A third question related to the screening guidelines is how to organize families for screening, especially if they are spread over a large geographic area. The controls might be difficult to manage, and there is a risk that family members will have different surveillance in different health care units. Knowledge about inherited thoracic aortic dissections is still limited in the health care system in general, and the disease might be confused with abdominal aneurysms. Special units with a focus on inherited cardiovascular diseases might organize the controls in a systematic way.
With a known disease-causing mutation in the family, it is possible to offer genetic counselling and predictive testing to first-degree relatives. Mutation carriers will be offered prevention and surveillance, and noncarriers will benefit from certain knowledge of not being at risk. However, at this time only about 20% of families with FTAAD will gain from genetic testing. Whole-exome sequencing will hopefully increase the rate and efficiency of novel gene identification and allow us to understand the pathophysiology involved in the genetics of aortic aneurysms and dissections.

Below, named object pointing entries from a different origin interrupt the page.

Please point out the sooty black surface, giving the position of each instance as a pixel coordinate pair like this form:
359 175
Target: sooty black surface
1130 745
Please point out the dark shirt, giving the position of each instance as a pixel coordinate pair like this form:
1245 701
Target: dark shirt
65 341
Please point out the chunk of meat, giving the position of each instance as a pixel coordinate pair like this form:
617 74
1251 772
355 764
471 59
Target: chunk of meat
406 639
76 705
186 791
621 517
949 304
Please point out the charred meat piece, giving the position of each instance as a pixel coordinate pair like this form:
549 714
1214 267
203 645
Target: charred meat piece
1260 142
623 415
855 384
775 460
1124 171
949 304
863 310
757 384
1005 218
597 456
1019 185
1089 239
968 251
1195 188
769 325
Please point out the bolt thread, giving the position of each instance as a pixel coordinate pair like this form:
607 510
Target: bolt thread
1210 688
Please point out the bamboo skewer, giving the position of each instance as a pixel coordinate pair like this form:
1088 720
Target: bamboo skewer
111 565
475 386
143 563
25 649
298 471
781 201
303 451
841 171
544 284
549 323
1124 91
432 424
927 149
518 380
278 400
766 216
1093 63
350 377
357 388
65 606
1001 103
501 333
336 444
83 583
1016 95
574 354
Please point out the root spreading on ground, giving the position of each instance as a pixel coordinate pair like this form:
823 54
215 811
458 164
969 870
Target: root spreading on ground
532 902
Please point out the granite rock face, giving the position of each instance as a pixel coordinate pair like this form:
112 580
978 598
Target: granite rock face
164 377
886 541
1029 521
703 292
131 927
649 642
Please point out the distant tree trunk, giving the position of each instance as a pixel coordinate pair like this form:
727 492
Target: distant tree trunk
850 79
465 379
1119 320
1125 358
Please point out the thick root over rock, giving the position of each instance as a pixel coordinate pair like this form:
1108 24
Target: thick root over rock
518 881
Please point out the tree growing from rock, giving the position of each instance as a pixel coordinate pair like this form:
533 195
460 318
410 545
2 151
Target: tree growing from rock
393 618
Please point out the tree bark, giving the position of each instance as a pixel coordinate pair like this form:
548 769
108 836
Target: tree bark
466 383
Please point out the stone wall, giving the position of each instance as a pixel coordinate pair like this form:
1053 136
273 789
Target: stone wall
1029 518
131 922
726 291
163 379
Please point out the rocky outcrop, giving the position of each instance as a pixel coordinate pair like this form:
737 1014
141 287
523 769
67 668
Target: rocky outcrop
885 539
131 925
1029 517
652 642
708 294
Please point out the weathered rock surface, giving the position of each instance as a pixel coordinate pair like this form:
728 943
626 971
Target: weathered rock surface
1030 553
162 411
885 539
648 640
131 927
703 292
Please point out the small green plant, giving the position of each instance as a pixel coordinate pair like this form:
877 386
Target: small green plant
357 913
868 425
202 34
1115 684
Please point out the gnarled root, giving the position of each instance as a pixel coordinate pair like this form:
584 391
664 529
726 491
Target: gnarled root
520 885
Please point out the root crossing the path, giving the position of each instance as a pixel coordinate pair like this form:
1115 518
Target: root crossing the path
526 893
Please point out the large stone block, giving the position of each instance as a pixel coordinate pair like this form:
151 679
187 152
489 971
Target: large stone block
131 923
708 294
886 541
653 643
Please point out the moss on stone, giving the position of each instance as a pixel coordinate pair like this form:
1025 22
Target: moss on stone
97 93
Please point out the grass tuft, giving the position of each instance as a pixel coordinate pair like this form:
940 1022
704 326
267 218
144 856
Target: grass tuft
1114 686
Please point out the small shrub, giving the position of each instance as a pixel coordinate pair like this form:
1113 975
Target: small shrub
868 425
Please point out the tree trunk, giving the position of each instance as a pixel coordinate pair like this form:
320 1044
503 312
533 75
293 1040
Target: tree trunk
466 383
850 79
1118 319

We will also study mechanical properties of the thoracic aorta, such as compliance, in order to identify other potential markers for progression of the disease than diameter.
In this study, we have shown that screening for aortic aneurysms is encouraged in families with thoracic aortic disease and that family members with a dilated aorta can be identified. Still, screening carries many limitations and a normal aortic diameter is definitely not sufficient for excluding a person from being at risk for aortic disease, in particular in young individuals.